According to Fridovich (J. Biol. Chem. 272:25071-25076, 1997) and Descheneau, Newton (Int. Congr. Plant Mitochondrial Biol. P.23, 2005) MnSOD in bacteria and plants is DNA-associated protein which protects DNA against oxidative damage by reactive oxygen species. We hypothesized that to perform this function MnSOD should not possess DNA cleavage activity mediated through generation of hydroxyl radical in Fenton reaction. To test this suggestion we compared DNA cleavage activity of commercial bovine Cu-ZnSOD (Sigma, USA) and recombinant maize MnSOD. Figure 2 shows that only in the case of 5 and 10 µg of bovine CuZnSOD cleavage of plasmid DNA is observed (the quantity of linear form of plasmid DNA is increased). So, maize MnSOD does not possess DNA cleavage activity in contrast with Cu-ZnSOD.
It is known that the operation of mitochondrial electron transport chain is one of the main sources of ROS in the cell. Phosphorylation of MnSOD indicates that mitochondrial metabolism of ROS is presumably regulated (Bykova et al., FEBS Lett. 540:141-146, 2003). Figure 3 shows that maize MnSOD enzyme is a phosphorylated protein. Moreover, our analysis revealed that there are two phosphorylated MnSOD3.1 forms – native tetrameric and unusual dimeric form. Both of these forms possess superoxide dismutase activity (Figure 3).
We suggest that some not known yet properties of mitochondrial MnSOD may create background for special role of this enzyme in mitochondrial DNA protection from reactive oxygen species. This work was financially supported in part by the Integration projects SB RAS 7, 83, 98 and RFBR projects 08-04-01426, 09-04-00992.
Figure 1. Isolation of recombinant maize MnSOD3.1 protein. A - Electrophoretical analysis of bacterial total protein extracts. 1-5 – different transformed bacterial clones. B - Superoxide dismutase activity analysis of recombinant proteins. 1, 2 – clones. C - Isolation of recombinant protein from bacteria. 1- lysate, 2 – flow-through, 3 – washing, 4 –eluate.
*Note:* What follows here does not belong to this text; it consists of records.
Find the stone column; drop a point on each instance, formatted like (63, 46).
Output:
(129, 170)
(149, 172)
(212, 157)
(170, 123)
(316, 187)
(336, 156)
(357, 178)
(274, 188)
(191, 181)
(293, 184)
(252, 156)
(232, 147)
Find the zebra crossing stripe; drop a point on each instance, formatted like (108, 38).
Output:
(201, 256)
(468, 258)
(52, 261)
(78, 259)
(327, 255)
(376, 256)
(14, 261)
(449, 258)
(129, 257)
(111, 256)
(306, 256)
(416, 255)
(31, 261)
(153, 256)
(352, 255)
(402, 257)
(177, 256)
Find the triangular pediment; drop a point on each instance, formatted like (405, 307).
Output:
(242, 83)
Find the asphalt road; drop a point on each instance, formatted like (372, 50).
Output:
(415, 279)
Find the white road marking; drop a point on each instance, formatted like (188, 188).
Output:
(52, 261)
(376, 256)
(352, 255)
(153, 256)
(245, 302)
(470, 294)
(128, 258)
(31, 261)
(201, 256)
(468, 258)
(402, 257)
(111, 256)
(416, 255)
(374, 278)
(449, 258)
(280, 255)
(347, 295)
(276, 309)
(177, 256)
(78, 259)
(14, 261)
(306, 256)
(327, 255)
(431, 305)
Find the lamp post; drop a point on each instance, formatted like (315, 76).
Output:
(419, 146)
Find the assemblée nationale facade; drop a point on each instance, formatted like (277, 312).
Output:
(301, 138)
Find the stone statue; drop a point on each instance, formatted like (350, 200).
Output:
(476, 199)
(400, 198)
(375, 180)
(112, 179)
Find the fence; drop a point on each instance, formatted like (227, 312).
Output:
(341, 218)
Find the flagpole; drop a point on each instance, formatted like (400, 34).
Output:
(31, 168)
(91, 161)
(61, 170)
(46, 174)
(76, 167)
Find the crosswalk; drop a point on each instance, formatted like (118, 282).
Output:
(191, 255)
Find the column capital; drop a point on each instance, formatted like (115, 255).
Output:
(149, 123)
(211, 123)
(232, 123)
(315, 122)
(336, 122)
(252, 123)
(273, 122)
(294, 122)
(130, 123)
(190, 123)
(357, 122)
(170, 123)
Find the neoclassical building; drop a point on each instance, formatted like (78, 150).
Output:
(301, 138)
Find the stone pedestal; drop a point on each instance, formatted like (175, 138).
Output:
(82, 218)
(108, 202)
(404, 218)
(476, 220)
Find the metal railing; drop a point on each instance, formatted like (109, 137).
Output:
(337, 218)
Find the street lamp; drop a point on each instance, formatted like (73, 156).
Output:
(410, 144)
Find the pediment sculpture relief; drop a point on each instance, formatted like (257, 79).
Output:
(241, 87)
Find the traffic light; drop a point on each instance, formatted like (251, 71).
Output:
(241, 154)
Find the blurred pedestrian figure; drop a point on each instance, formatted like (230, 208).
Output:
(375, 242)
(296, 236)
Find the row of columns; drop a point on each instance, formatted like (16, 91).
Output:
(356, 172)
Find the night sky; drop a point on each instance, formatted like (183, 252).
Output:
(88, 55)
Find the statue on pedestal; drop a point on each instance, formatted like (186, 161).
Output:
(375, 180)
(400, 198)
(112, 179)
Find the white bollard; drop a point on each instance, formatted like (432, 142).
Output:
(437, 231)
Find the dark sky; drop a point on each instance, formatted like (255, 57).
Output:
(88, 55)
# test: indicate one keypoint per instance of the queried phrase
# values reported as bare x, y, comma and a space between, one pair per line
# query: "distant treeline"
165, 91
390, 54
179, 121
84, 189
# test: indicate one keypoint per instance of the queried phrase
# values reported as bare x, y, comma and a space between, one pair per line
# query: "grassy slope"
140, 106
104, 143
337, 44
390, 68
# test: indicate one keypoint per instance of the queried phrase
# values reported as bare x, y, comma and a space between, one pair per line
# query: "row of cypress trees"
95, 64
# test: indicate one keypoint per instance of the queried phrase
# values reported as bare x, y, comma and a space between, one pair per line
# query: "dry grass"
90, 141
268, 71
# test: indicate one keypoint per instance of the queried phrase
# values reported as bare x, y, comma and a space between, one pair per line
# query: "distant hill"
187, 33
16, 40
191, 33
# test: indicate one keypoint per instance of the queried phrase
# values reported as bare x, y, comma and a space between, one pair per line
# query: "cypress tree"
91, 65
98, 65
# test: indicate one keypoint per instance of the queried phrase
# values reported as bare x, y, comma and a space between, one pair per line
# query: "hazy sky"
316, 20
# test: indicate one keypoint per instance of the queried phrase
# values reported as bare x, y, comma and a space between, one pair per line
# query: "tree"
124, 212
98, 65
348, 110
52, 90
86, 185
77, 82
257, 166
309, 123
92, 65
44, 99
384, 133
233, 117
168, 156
Figure 2. Analysis of DNA cleavage activity of SOD. 1- plasmid DNA, 2-5 – plasmid DNA + maize MnSOD (1, 2.5, 5 and 10 µg, respectively), 6-9 - plasmid DNA + bovine CuZnSOD (1, 2.5, 5 and 10 µg, respectively). C – coiled DNA, L – linear DNA, SC – supercoiled DNA.
Figure 3. Phosphorylation of recombinant maize MnSOD3.1. 1 – protein kinase-containing chromatography fraction of mitochondrial proteins, 2 – phosphorylation of recombinant MnSOD3.1 by this fraction, 3 - superoxide dismutase activity analysis of phosphorylated MnSOD3.1. Narrows indicate two forms of MnSOD3.1.